Verificou-se que a adulteração resultou principalmente da falta de compreensão do conceito do bem e do mal no Espiritismo, onde esses conceitos são definidos de maneira clara e precisa. A adulteração, propondo-se a “atualizar a linguagem doutrinária”, girou em torno de expressões evangélicas e kardecianas não compreendidas, e que foram substituídas por expressões ambíguas. Como o Espiritismo considera o homem essencialmente bom, os reformadores ingênuos resolveram suprimir dos textos qualquer expressão considerada “maldosa”. Por exemplo: a expressão evangélica “Amai aos vossos inimigos”, carregada de grande poder expressivo e grande força de comunicação, foi substituída por “Amai aos que não vos amam”, que é tola e vazia. A expressão “Espíritos maus” foi substituída pela expressão “Espíritos menos bons”, que além de sua flagrante irrealidade anula o conceito de “mau”, com chocante desatualização e flagrante contradição a princípios doutrinários básicos. Além dessas tolices, que comprometem o rigor e o equilíbrio do texto kardeciano, tornando-o alheio à realidade existencial evidente (mormente nesta hora de atrocidades sem limites que estamos vivendo) houve a aplicação ao texto de termos científicos inadequados.

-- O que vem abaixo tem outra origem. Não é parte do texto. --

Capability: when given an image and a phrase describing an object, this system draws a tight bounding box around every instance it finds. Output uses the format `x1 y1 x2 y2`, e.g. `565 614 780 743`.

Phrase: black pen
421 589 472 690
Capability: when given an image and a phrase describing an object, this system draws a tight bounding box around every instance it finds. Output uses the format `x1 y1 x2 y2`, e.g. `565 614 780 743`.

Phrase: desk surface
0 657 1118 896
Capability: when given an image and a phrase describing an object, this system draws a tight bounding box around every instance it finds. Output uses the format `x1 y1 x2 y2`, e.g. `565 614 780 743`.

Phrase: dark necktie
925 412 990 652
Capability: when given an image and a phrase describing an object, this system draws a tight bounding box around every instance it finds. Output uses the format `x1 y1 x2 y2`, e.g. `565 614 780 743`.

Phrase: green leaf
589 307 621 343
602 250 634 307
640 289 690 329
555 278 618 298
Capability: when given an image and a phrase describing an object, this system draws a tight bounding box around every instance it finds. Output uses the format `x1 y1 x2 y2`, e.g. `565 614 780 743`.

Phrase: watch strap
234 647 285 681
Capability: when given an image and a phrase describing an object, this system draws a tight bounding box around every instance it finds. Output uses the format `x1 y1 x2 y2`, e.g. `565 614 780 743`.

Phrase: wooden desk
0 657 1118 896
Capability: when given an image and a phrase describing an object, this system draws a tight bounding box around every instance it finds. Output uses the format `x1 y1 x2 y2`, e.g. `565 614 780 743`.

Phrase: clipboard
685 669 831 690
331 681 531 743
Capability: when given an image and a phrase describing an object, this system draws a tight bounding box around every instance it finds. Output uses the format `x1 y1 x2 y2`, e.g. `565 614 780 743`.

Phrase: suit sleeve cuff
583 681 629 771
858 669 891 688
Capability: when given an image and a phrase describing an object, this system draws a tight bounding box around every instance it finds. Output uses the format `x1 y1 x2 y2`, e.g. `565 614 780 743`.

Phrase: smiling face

Os adulteradores mostraram-se ignorantes do princípio doutrinário da bondade inata do homem como potência (bondade a se desenvolver no processo evolutivo, potência do bem a se transformar em ato através das experiências.)

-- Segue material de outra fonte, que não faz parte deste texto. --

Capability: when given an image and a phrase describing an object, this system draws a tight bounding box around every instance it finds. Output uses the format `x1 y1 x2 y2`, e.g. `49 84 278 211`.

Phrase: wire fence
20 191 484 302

A adulteração foi uma triste demonstração de ignorância e de beatismo religioso tipicamente anticultural. Esse primarismo entretanto, abria um precedente perigoso e tinha de ser repelido por todos os espíritos convictos. Nesse passo iríamos à desfiguração total do Espiritismo, repetindo todo o processo histórico de deformação do Cristianismo, transformado, por ignorância e conveniências imediatistas, num tipo de paganismo idólatra e obscurantista. A importância deste livro está na reação cultural a essas agressões primárias à doutrina, com a reafirmação da virilidade cultural do Espiritismo, da limpidez racional dos seus textos, da sua posição de balizador do futuro espiritual do homem, posição essa perfeitamente confirmada pelo avanço científico e cultural do nosso tempo, no esquema preciso apresentado pela Doutrina há mais de um século. Por outro lado, este livro mostra a necessidade imperiosa de se recolocar o problema espírita em seus verdadeiros termos, sob pena de agirmos no campo doutrinário como simples macaco em loja de louças.